Faulty Intelligence

I used to think John Kerry was the only candidate with a chance in hell of getting nominated and beating Bush. But at this point, the more I see of him, the less I can stand him.

Kerry, you see, is a tactician rather than a strategist. Rather than articulate broad principles and stick with them, he tries to milk the day’s top story for maximum political payoff. Easily the most insecure Democratic candidate, Kerry constantly¬†second-guesses and nuances his statements. He does this so much, in fact, that his overall position becomes contradictory in all but the narrowest of readings.

Witness Kerry’s latest repositioning, part of his ongoing flip-flop over the war with Iraq. Kerry is “angry,” he keeps telling us using his best Dean impression, that the president “misled every one of us” in explaining the threat posed by Saddam Hussein. Bush relied on faulty intelligence (no surprise there), he says, and he should be held responsible.



Wait a minute. Didn’t Kerry rely on that same evidence when he voted to authorize force last year?

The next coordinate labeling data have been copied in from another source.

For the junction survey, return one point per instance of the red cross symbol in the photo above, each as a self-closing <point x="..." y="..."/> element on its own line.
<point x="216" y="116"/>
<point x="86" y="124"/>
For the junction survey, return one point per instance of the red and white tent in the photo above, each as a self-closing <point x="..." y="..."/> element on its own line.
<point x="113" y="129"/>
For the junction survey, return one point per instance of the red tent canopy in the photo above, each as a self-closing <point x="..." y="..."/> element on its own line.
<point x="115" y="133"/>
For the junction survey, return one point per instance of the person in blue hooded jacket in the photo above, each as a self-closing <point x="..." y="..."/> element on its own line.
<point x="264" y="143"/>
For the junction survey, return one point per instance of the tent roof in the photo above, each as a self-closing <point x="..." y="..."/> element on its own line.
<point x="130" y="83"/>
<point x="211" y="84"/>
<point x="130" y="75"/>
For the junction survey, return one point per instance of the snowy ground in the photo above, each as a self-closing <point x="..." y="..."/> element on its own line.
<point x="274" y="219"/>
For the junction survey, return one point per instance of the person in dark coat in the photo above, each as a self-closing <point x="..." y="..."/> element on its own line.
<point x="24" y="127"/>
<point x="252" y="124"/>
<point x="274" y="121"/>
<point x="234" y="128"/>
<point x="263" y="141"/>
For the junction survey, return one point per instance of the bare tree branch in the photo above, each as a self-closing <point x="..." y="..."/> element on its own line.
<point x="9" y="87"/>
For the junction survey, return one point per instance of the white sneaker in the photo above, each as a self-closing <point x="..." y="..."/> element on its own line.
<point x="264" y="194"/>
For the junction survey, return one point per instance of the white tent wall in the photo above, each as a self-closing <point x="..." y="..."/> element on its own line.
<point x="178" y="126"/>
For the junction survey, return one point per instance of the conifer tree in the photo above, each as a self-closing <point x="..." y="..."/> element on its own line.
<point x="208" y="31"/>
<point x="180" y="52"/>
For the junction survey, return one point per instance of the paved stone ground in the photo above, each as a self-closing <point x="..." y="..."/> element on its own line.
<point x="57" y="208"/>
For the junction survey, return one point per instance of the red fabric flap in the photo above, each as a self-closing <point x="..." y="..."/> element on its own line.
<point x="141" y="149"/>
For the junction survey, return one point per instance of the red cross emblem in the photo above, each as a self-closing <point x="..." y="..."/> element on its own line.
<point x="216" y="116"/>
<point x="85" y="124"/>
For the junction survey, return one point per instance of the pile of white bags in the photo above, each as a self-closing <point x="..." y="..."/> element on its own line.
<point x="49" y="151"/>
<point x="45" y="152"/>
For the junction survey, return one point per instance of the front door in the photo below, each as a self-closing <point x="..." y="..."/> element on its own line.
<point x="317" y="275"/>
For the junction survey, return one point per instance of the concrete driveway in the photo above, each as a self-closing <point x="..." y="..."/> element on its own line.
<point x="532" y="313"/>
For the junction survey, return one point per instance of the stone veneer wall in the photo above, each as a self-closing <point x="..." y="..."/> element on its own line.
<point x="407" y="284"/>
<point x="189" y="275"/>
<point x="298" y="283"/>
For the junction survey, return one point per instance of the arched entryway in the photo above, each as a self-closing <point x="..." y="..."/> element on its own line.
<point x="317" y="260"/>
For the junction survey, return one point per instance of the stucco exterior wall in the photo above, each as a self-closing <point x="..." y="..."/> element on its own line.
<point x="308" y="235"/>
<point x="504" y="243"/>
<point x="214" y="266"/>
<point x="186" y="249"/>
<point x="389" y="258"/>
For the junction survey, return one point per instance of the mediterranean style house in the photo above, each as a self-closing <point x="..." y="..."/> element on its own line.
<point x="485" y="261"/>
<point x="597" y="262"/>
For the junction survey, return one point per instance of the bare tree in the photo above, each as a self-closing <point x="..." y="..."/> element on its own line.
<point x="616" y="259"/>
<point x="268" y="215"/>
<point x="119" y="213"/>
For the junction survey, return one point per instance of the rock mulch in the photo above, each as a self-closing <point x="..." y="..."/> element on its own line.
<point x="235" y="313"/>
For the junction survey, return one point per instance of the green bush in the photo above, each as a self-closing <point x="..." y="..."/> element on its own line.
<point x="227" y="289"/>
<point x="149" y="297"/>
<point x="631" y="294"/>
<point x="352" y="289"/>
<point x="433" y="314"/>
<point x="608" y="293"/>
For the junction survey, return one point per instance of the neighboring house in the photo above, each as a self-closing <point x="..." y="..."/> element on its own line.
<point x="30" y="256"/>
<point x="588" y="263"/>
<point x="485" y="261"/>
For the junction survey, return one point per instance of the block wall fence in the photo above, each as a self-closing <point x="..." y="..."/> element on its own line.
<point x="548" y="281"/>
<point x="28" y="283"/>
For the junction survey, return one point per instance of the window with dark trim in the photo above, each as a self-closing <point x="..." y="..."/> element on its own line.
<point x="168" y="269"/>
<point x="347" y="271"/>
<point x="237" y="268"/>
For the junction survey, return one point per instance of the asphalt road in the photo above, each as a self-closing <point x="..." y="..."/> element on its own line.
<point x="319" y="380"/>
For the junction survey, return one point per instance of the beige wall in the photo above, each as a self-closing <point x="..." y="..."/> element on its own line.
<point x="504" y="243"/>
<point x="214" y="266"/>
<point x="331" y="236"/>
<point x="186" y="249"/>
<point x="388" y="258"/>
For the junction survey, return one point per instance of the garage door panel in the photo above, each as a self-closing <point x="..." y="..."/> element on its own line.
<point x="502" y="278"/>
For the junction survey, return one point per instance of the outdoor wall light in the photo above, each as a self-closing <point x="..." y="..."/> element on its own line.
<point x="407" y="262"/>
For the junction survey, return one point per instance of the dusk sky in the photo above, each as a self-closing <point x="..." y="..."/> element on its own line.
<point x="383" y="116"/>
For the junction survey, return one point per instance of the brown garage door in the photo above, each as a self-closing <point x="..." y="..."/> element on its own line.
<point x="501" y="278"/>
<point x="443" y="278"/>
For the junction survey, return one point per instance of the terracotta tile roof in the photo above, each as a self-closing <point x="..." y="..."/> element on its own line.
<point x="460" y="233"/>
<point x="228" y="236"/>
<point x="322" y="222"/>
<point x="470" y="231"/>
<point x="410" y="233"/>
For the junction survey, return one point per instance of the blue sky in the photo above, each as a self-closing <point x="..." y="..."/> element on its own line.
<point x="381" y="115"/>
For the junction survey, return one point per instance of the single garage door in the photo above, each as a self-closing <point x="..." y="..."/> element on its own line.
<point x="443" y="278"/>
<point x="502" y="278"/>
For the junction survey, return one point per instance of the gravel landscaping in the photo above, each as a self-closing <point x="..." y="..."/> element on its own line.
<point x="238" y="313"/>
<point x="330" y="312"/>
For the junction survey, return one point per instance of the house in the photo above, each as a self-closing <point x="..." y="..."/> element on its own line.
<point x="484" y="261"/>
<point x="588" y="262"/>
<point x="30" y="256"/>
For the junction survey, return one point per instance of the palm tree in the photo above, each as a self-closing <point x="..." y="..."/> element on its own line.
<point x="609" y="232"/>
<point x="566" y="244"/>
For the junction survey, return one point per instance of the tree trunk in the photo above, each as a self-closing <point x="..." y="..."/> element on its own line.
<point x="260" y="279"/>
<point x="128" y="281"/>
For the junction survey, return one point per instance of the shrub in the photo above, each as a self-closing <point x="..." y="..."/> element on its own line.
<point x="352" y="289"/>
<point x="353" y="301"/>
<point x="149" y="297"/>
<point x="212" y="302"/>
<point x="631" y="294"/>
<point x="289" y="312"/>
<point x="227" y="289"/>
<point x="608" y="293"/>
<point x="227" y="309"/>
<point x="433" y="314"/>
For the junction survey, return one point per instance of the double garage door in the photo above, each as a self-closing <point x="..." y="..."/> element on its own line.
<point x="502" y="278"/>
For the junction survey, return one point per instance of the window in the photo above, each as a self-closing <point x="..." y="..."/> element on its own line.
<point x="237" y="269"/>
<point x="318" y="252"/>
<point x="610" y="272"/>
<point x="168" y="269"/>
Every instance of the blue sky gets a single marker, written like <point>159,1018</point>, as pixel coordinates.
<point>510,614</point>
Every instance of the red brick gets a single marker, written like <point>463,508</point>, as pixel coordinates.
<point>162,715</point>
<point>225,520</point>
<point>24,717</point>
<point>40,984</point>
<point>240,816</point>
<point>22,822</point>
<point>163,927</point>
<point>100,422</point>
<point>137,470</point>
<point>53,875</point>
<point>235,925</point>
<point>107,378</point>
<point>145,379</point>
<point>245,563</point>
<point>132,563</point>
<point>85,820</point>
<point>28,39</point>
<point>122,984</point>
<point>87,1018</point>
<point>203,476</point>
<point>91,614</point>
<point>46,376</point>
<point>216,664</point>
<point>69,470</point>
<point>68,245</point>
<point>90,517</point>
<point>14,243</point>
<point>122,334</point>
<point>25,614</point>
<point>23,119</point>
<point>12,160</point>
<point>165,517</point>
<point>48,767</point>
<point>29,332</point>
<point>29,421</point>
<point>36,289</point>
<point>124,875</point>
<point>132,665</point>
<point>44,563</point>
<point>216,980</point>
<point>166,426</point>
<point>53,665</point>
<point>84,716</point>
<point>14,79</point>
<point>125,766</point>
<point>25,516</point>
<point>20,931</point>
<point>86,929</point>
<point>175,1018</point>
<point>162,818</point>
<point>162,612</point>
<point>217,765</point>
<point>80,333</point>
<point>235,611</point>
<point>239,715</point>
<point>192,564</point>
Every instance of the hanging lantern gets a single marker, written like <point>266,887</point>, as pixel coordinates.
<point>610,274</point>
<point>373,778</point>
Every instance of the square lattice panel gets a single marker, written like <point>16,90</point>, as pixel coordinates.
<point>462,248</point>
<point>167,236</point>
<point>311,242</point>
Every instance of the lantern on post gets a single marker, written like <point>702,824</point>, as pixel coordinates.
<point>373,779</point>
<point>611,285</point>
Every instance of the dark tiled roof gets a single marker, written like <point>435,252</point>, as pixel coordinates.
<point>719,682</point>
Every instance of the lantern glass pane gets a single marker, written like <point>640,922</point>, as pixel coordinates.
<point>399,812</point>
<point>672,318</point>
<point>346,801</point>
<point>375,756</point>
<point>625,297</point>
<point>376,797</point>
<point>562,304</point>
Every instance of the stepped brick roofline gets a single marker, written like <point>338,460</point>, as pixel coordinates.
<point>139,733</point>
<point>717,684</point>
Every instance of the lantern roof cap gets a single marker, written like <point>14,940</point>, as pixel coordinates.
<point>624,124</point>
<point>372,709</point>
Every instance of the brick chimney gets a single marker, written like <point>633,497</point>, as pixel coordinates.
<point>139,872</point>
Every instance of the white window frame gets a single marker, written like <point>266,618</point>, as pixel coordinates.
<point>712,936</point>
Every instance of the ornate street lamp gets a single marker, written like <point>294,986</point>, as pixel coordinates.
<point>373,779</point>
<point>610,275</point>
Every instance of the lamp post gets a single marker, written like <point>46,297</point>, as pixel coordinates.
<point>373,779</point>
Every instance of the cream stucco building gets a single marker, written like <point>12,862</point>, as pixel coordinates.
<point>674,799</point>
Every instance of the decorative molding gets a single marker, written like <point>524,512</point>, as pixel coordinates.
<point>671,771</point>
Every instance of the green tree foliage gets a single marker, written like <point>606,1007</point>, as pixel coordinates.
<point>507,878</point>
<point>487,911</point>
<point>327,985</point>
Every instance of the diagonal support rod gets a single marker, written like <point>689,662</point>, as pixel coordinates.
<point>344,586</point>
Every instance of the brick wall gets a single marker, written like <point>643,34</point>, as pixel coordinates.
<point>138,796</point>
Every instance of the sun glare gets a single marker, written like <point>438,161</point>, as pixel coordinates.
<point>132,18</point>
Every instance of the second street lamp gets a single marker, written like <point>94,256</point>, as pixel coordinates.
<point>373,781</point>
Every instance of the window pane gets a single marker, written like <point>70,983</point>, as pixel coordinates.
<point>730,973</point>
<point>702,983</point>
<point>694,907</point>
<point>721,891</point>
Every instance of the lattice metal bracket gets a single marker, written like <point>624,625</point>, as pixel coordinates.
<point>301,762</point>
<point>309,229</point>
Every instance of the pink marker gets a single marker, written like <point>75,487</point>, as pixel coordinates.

Yes, he did. In fact, Kerry is trying to have it both ways again: “Kerry qualified his support Monday, saying it was the correct vote ‘based on the information that we were given.'”

So if the president is guilty of exercising bad judgement or, worse, misleading the American people, what does that say about his pro-war accusers in Congress?

You see, Kerry isn’t some freshman; he’s been in the Senate for a long, long time. And if his support for the war was based wholly on a perceived threat of Iraq’s weapons, then why should I believe he would make better decisions as president?

I firmly believe that Kerry will defeat Howard Dean in the New Hampshire primary, as fence-sitting voters come to their senses. But if Kerry can’t get his story straight on why he supported war with Iraq, then it will be his downfall.